DETAILED DESCRIPTION OF A PREFERRED EMBODIMENT Fig. I shows generally as 10 apparatus and process for the production of purified hydrogen at a desired pressure PF comprising a hydrogen source 12 and thermoelectric module heat transfer unit 14 linked through suitable conduits as hereinafter described to each of a plurality of metal hydride generators (hydrogen compressors) 16 (three in the embodiment shown). Hydrogen source 12 is preferably a water electrolyser which generates hydrogen gas,

typically, at positive pressure, for example, up to 100 psi. The hydrogen when produced is wet and contains caustic and oxygen impurities. Hydrogen is passed through conduit 18 to the cooling surface 20 of thermoelectric module 14 activated by a DC source 22. At surface 20, water contained in the gas is condensed and run-off through conduit 24.

Compressors 16 contain a metal, such as nickel in the form of powder, suitable to react with hydrogen to form metal hydride.

Cooled hydrogen gas from module surface 20 is sent through conduit 26 to each of units 16a, 16b, 16c, etc. in a suitable selective manner to utilize the continuously produced cooled hydrogen. For example, when reactor 16a is hot and pressurized, hydrogen therefrom is controllably released through conduit 28a as the desired product at pressure PF and subsequently in a timely fashion out of 28b, 28c, etc. Since this stage does not require cooled hydrogen addition, the latter, from the module is used to fill 16b or 16c, etc. as appropriate in their respective cycles.

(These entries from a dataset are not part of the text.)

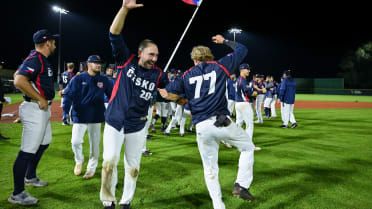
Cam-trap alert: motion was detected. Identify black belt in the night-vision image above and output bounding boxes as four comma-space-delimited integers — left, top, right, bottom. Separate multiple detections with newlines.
24, 97, 52, 105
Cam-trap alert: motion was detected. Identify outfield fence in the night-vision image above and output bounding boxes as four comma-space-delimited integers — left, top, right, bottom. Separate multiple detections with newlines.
295, 78, 372, 96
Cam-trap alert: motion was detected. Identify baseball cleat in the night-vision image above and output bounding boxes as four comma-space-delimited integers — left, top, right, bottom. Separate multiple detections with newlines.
83, 171, 94, 179
25, 177, 48, 187
120, 204, 130, 209
74, 164, 83, 176
232, 183, 255, 201
142, 150, 152, 156
103, 202, 115, 209
8, 191, 39, 205
254, 147, 261, 151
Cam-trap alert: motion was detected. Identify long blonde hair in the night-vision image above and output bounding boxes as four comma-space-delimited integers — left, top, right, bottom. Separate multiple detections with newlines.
191, 46, 214, 62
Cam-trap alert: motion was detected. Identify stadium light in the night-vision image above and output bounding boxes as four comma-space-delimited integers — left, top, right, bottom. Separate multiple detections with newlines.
53, 6, 69, 82
229, 28, 242, 42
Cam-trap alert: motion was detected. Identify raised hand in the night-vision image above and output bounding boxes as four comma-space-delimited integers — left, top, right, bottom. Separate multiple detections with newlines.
123, 0, 143, 9
212, 34, 225, 44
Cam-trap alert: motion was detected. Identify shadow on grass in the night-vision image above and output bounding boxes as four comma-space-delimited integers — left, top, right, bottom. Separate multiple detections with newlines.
149, 193, 212, 208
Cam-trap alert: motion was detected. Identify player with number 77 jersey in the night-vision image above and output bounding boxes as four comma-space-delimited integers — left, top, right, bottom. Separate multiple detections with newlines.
159, 35, 254, 209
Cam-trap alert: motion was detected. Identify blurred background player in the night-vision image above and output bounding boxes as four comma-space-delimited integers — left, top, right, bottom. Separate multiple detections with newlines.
279, 70, 297, 128
63, 55, 112, 179
59, 62, 75, 125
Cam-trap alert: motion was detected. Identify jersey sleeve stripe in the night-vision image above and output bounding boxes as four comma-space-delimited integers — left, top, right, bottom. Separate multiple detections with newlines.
36, 54, 45, 98
108, 71, 123, 104
117, 54, 134, 69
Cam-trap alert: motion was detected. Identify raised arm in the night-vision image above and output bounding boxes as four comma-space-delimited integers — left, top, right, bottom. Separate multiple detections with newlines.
110, 0, 143, 35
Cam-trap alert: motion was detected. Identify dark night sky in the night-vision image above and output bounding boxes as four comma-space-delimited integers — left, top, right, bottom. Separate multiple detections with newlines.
0, 0, 372, 78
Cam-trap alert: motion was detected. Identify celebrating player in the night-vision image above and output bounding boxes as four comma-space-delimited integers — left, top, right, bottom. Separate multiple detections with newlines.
159, 35, 254, 209
279, 70, 297, 128
8, 29, 59, 205
100, 0, 169, 209
63, 55, 112, 179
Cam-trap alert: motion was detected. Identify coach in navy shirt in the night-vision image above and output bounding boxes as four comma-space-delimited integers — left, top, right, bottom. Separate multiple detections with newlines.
100, 0, 169, 208
8, 29, 59, 205
159, 35, 254, 209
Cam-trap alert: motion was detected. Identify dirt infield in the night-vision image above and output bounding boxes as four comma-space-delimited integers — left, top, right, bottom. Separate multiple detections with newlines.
0, 101, 372, 123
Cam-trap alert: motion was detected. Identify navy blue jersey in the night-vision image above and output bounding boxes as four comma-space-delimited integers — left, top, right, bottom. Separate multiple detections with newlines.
63, 72, 112, 123
227, 78, 236, 100
166, 44, 248, 124
235, 76, 253, 102
59, 70, 75, 88
17, 50, 55, 100
106, 33, 169, 133
103, 74, 116, 103
279, 77, 296, 104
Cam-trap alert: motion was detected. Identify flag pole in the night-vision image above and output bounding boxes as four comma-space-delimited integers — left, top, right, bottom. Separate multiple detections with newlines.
164, 1, 203, 72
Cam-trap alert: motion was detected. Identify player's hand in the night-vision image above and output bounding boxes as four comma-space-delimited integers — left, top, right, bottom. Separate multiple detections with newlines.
176, 97, 189, 106
212, 34, 225, 44
158, 89, 168, 99
122, 0, 143, 9
37, 98, 48, 110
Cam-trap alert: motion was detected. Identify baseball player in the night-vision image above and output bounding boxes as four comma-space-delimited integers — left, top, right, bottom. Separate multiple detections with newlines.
264, 75, 275, 118
255, 74, 266, 123
270, 76, 278, 118
63, 55, 112, 179
100, 0, 169, 209
151, 90, 169, 133
159, 35, 254, 209
59, 62, 75, 125
235, 63, 261, 150
279, 70, 297, 128
8, 29, 59, 205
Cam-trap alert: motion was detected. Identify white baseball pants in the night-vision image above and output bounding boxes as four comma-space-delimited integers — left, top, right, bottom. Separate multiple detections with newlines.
235, 102, 254, 137
196, 116, 254, 209
227, 99, 235, 115
281, 102, 296, 126
19, 101, 52, 154
100, 123, 146, 204
71, 123, 101, 172
156, 102, 169, 117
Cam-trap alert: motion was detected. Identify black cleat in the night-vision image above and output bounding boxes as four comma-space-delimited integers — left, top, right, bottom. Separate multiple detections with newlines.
232, 183, 255, 201
120, 204, 130, 209
103, 202, 115, 209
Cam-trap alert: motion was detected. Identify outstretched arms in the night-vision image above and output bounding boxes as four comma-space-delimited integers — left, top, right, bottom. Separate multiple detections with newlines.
110, 0, 143, 35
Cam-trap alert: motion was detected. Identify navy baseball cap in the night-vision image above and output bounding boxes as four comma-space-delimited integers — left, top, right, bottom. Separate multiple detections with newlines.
87, 55, 103, 62
239, 63, 251, 70
33, 29, 59, 44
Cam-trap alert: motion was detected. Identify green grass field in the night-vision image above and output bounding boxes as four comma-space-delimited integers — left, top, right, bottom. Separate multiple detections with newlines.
0, 95, 372, 209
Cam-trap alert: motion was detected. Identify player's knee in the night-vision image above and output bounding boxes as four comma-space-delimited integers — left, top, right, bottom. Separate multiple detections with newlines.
129, 168, 139, 178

Once metal has been regenerated in 16a, and pressurized hydrogen removed, the cold hydrogen is preferably added to 16a to enhance the rate of cooling of the metal while the metal is still hot, and the cycle is repeated.

In an analogous manner, heat generated at the'hot'end 30 of module 14 is transferred through water/steam conduits 32 at the appropriate stage of each unit 16a, 16b, 16c, etc. cycle, to selectively raise, in turn, the temperature of each unit 16a, 16b, 16c, etc. in order to continuously, efficiently, effectively utilize the heat generated at module end 30.

In a further analogous manner, any surplus heat produced at electrolyser hydrogen source 12 may, likewise, stepwise, selectively be utilized to reinforce the heat provided by module end 30 to units 16a, 16b, 16c, etc., through conduit 32.

The continuous self-monitoring aspect of the apparatus and process results from the use of an algorithmical software-loaded microprocessor control module 34 electronically linked as shown by the dotted lines to electrolyser 12, Peltier thermoelectric module 14, temperature and pressure monitors contained within units 38 and electrically-controlled control valves 40. Power is supplied by supply 36.

Thus, the aforesaid embodiment provides a method and apparatus for producing pressurized hydrogen at a desired pressure in a continuous manner by means of a plurality of hydrogen compressors operating in stepwise fashion in association with a thermoelectric module

and electrolyser. Accordingly, favourable heat transfers and thermal main balances can be suitably effected.

In alternative embodiments, a methanol reformer or other hydrogen generating process may be used to provide the hydrogen gas to be satisfactorily pressurized.

Although this disclosure has described and illustrated certain preferred embodiments of the invention, it is to be understood that the invention is not restricted to those particular embodiments. Rather, the invention includes all embodiments which are functional or mechanical equivalence of the specific embodiments and features that have been described and illustrated.